放送法では、NHKがその使命を他者、とくに政府からの干渉を受けることなく自主的に達成できるよう、基本事項が規定されている。

NHKの財源となっている受信料制度は、NHKが公共放送としての業務を行なうために必要な経費を受信機の設置者に公平に負担してもらう、という考え方に基づいて設けられたもの。NHKの高度な自主性を財源面から保障するのが受信料制度、なのだという。

受信料の性格は、NHKという組織を維持運営するための“特殊な負担金”(1964年、郵政省の有識者会議の答申で定義された)。そのため、一般の動画配信サービスのような、番組を視聴するために支払う“視聴の対価”とは性格が異なる。したがって「見ないから受信料を払う必要はない、ということにはあたらない」という考え方だ。

受信料額の設定については、3~5年程度の期間で、事業運営の総経費に対し、繰越金の使用を含めた収入全体がつり合うように設定する“総括原価方式”が採られている。そしてその受信料額は、毎年3月に国会で行なわれる収支予算・事業計画の審議、承認を経て決定されている。受信料が変わっていないように見えても、実際には毎年度、国会で承認を経て額が決まっている。

NHKと比較されることが多い英国の公共放送BBCの場合は、BBCが受信料額を決定して国会に報告する方式を採っており、国民の代表である国会で額が決まるNHKとは異なる、という。

受信料の義務に関する法的な記載は、「放送法(64条)」と「日本放送協会放送受信規約(5条)」の2つに分かれている。前者は契約義務、そして後者には支払い義務を明記。「放送法には支払い義務の記載がないから、支払わなくてもよい」というのは誤解、だとする。

契約義務が発生する条件は、NHKの放送が受信できる設備を設置した場合。代表的な設備としては、チューナーを搭載したいわゆるテレビや単体チューナー、レコーダーなどで、チューナーを搭載したカーナビやワンセグ携帯、パソコンもこれに含まれる。なお、ラジオの受信設備のみを設置してる場合は、受信料の支払い義務は発生しない。

なお、現在総務省では、ネット時代に即したNHK業務を検討する有識者会議「公共放送ワーキンググループ」が開かれている。この会議の中では、仮にNHKが将来、番組のネット配信等の業務を放送と同じ扱いの“必須業務”へ繰り上げた場合、ネット接続できる“スマートフォン”などのような機器での受信料をどのように考えるかも議論されている。

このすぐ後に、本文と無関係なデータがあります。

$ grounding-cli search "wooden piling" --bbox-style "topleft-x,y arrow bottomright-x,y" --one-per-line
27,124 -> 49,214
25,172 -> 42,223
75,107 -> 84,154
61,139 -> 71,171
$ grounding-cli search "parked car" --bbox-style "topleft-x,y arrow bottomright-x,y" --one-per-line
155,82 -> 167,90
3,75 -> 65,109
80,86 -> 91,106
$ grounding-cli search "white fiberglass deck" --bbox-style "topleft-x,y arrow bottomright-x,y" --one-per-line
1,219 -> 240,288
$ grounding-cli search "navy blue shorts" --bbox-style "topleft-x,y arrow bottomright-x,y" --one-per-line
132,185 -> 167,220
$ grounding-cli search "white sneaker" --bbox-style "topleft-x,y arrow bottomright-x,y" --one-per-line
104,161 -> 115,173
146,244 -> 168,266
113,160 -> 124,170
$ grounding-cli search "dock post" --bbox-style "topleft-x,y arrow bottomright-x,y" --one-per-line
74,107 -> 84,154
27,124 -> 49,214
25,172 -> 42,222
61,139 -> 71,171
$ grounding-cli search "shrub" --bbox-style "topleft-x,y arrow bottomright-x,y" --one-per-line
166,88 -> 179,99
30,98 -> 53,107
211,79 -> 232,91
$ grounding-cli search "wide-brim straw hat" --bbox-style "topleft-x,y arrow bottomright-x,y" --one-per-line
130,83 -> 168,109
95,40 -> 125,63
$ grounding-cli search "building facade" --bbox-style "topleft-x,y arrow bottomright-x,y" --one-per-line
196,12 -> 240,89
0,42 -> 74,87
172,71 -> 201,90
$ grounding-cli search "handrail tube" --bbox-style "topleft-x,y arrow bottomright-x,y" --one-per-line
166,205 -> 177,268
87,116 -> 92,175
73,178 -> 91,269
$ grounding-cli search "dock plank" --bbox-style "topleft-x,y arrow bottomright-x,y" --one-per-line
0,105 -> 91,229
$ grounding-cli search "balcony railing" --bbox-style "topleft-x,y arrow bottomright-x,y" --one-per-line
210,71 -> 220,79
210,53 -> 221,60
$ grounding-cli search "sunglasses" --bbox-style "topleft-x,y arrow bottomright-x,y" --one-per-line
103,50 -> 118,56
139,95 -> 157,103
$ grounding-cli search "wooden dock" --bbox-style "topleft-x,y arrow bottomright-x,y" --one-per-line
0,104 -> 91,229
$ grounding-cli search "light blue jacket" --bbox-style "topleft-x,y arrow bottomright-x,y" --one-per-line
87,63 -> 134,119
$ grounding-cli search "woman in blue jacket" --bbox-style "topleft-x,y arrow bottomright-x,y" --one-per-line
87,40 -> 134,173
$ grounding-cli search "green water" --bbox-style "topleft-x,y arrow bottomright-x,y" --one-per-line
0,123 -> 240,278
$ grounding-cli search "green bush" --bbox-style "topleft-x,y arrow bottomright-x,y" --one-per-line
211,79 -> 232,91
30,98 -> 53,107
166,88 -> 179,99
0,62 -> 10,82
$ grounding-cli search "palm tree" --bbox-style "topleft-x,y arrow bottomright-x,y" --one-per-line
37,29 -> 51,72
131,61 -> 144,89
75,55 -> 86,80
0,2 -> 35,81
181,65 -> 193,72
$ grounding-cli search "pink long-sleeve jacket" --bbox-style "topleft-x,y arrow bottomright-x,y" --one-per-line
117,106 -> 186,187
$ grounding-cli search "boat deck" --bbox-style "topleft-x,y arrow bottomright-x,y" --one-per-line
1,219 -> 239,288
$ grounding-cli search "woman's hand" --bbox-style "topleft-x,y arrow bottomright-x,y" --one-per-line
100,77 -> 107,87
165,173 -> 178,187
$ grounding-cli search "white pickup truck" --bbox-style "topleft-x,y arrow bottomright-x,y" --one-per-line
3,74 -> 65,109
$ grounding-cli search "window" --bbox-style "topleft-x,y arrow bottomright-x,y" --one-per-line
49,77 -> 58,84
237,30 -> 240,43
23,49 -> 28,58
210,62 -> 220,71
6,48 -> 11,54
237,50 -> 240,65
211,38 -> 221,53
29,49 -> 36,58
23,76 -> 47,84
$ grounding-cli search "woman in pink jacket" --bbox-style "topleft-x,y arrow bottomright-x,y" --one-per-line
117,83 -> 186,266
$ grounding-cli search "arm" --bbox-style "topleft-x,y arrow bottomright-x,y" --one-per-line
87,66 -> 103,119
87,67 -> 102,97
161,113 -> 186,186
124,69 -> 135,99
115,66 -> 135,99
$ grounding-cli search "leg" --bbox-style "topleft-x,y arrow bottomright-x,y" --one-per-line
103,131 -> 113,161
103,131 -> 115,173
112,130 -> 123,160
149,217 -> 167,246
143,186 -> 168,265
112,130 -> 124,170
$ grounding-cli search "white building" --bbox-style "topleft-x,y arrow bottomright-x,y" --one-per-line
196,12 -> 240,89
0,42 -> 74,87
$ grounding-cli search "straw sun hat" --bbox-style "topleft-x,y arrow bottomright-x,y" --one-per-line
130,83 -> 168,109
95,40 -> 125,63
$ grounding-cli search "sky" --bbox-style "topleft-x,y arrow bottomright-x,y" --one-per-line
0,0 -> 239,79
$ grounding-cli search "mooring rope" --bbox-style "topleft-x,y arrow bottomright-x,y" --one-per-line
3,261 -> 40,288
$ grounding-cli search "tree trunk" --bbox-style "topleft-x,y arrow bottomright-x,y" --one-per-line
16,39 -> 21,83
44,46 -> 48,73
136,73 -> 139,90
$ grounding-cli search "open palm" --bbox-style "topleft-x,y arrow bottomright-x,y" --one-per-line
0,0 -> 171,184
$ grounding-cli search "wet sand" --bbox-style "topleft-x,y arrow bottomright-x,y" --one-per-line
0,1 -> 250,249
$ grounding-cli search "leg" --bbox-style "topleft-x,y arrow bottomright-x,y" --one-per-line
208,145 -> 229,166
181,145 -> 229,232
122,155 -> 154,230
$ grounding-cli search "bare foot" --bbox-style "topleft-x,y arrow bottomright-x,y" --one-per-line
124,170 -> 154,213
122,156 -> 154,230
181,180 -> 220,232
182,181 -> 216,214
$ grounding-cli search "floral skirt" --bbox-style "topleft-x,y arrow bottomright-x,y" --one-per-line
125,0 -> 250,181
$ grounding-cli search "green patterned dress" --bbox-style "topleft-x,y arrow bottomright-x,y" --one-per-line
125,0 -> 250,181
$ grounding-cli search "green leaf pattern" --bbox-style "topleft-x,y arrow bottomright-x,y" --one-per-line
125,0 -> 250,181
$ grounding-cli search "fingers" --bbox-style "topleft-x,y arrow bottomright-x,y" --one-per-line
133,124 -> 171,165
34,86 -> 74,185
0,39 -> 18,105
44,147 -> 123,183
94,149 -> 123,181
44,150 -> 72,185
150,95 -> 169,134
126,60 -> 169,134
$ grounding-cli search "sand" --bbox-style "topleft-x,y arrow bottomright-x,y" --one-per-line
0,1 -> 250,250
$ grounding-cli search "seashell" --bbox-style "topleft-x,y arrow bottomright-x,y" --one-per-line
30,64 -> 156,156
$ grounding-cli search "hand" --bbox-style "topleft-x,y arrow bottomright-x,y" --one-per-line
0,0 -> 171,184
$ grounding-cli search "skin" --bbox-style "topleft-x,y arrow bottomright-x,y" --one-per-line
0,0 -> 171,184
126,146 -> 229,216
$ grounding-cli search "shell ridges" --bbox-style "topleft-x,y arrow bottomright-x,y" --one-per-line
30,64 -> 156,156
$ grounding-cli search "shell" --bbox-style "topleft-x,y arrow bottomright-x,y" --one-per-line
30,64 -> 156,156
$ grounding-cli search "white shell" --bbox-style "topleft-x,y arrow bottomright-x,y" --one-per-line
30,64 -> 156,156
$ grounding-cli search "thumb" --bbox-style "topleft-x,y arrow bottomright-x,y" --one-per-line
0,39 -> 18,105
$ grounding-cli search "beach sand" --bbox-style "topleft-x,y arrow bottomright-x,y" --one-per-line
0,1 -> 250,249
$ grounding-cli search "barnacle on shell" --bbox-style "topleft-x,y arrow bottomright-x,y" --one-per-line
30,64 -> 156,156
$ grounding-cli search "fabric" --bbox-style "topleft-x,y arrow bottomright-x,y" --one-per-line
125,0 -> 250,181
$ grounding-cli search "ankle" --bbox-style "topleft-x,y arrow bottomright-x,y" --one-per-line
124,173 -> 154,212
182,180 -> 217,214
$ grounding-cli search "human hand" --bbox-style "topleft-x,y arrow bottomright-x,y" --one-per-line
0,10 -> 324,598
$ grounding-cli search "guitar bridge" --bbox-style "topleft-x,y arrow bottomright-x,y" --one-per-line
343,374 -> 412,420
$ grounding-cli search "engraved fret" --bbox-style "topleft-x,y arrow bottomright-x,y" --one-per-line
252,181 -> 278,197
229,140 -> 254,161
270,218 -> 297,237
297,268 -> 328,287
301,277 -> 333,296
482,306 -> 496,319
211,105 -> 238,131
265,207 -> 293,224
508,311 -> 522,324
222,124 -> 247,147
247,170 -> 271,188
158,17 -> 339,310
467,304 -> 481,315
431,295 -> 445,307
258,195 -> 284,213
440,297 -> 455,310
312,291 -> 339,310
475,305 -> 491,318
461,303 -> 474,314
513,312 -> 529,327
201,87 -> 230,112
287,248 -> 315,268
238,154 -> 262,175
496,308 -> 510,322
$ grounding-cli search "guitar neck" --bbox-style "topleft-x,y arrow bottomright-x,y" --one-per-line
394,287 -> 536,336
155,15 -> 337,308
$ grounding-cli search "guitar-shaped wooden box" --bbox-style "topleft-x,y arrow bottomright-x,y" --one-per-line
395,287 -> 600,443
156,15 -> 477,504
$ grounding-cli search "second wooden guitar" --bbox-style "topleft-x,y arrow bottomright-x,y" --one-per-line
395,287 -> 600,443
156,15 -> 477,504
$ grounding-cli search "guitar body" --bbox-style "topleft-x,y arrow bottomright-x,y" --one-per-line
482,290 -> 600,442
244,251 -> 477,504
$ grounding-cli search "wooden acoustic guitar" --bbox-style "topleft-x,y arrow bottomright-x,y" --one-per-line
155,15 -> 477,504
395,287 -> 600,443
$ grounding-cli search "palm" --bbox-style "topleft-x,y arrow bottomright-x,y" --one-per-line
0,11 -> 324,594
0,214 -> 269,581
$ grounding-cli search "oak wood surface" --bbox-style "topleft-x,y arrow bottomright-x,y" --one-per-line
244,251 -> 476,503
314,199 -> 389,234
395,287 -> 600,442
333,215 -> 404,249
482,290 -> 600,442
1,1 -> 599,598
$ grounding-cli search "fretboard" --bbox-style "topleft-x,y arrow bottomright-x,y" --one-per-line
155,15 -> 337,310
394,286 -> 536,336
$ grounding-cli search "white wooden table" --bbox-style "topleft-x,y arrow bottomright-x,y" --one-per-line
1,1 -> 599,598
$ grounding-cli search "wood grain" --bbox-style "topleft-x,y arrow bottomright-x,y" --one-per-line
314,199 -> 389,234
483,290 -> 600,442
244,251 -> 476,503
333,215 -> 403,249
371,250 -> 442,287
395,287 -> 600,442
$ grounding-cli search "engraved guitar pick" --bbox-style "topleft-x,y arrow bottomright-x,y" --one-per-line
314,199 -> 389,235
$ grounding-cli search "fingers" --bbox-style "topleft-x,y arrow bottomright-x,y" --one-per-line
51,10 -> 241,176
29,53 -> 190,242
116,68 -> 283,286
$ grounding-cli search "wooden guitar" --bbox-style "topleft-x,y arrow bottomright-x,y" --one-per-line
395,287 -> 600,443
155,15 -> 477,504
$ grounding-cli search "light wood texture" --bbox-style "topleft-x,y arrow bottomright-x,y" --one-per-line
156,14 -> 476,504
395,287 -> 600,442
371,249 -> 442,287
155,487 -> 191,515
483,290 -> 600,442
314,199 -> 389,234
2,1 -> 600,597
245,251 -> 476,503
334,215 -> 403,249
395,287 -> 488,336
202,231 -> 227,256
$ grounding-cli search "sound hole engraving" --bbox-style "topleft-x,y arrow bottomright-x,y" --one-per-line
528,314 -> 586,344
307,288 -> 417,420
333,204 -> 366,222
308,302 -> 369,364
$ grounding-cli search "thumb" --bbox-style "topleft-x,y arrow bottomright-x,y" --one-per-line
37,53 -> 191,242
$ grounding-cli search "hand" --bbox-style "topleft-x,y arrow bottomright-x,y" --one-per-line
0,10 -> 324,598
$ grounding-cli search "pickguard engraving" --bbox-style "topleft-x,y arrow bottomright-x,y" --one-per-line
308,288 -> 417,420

ただ、会議に参加する委員からは、『単にインターネットに接続する機器を保有しているだけで受信料を払うというような制度は難しいのではないか』といった意見が出ており、一部報道にあった“スマホを持っているだけで受信料徴収”という話にはなっていない。

割引で年656億円の受信料を還元。免除額は年553億円

受信料の契約は、住居などが該当する「世帯ごと」と、事業者など住居以外の場所が該当する「設置場所ごと」の2タイプ。

世帯の場合、同一生計であれば、住居内に受信設備が複数台あっても、カウントは1契約。敷地内に別住居があり、そこに受信設備がある場合でも、同一生計であれば1契約となる。ただし生計が異なる場合(単身赴任や学生の一人暮らしなど)や別荘を持つ場合は、別の契約が必要になる。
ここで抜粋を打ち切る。